After suffering extensive damage in the terror attack a year ago, The Oberoi, a five-star luxury hotel announced on Saturday that it would reopen in the first quarter of 2010

Scaffolding, engineering trucks, plenty of construction material and workers wearing protective gear is the scene outside The Oberoi Hotel -- one of four targets that a band of terrorists attacked on the night of November 25, 2008.

After suffering extensive damage in the terror attack a year ago, The Oberoi, a five-star luxury hotel announced on Saturday that it would reopen in the first quarter of 2010. The hotel said they were completely renovating the hotel, which included installation of adequate security devices.

“The restoration of the hotel is making steady progress,” said an official spokesperson from the hotel.

The luxury hotel was almost entirely gutted when a terrorist duo entered its premises and began their killing spree. 31 people including 12 staff members died in the five-star hotel that hosts primarily business travellers.
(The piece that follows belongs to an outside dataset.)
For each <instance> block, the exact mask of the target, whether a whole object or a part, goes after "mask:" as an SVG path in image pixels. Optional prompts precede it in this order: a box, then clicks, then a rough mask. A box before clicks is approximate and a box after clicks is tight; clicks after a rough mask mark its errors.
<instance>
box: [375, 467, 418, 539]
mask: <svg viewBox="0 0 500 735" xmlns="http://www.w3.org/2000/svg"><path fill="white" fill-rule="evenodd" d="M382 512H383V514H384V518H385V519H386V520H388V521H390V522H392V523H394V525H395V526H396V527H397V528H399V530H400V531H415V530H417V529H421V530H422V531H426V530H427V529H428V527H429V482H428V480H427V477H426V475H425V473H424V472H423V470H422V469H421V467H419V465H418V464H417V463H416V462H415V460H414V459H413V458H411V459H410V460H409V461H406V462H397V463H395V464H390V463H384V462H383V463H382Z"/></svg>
The stand-off between the gunmen and security forces lasted two days. In this time the Hotel’s lobby was completely destroyed by the shelling.

Though unwilling to comment on the financial extent of the damage, Rattan Keswani, president Trident Hotels, said that it would cost between Rs 40-50 crore to restore The Oberoi.

The Oberoi, which is the more luxurious of the two towers, had an extremely swanky lobby and two popular restaurants at the lobby level. After the hotel was secured, all that could be seen of the lobby was blackened walls, charred furniture, shattered glass and bullet hotels in the wide window panes that over looked the sea.

The carnage according to witnesses and investigation took place primarily in the lobby and at the restaurants. However, several patrons and staff were also shot at point blank range by the terrorists after being herded to the higher floors in the hotel.

While the Trident Hotel was the access point for the terrorists, it was not as badly affected. This wing reopened to the public less than a month after the attack, on December 21, 2008 “with all its services, guestrooms, restaurants and banquet halls in pristine condition to welcome guests,” said the spokesperson.

Yet a big change in this hotel has been the fortress like entrance. Cars which could once drive up to the entrance have to deposit their passengers at the bottom of the drive way. The guests then pass through various detectors and checks before entering the hotel.

“It’s completely understandable for them to have these checks and I am sure guests would feel safer knowing these security systems are in place,” says Charles Murray, an investment banker and long stay guest in the hotel, who fortunately was travelling during the attack.

Murray came back from the United Kingdom with his family this year especially to stay in the hotel and show his support. “The hotel was a victim of a well planned attack. They would never do anything to jeopardise the safety of their guests,” he said.

As a tribute to those who lost their lives, the hotel has arranged on November 26, 2009, an all day programme where people who wish to come and light a candle can do so and pay homage to guests and staff who lost their lives.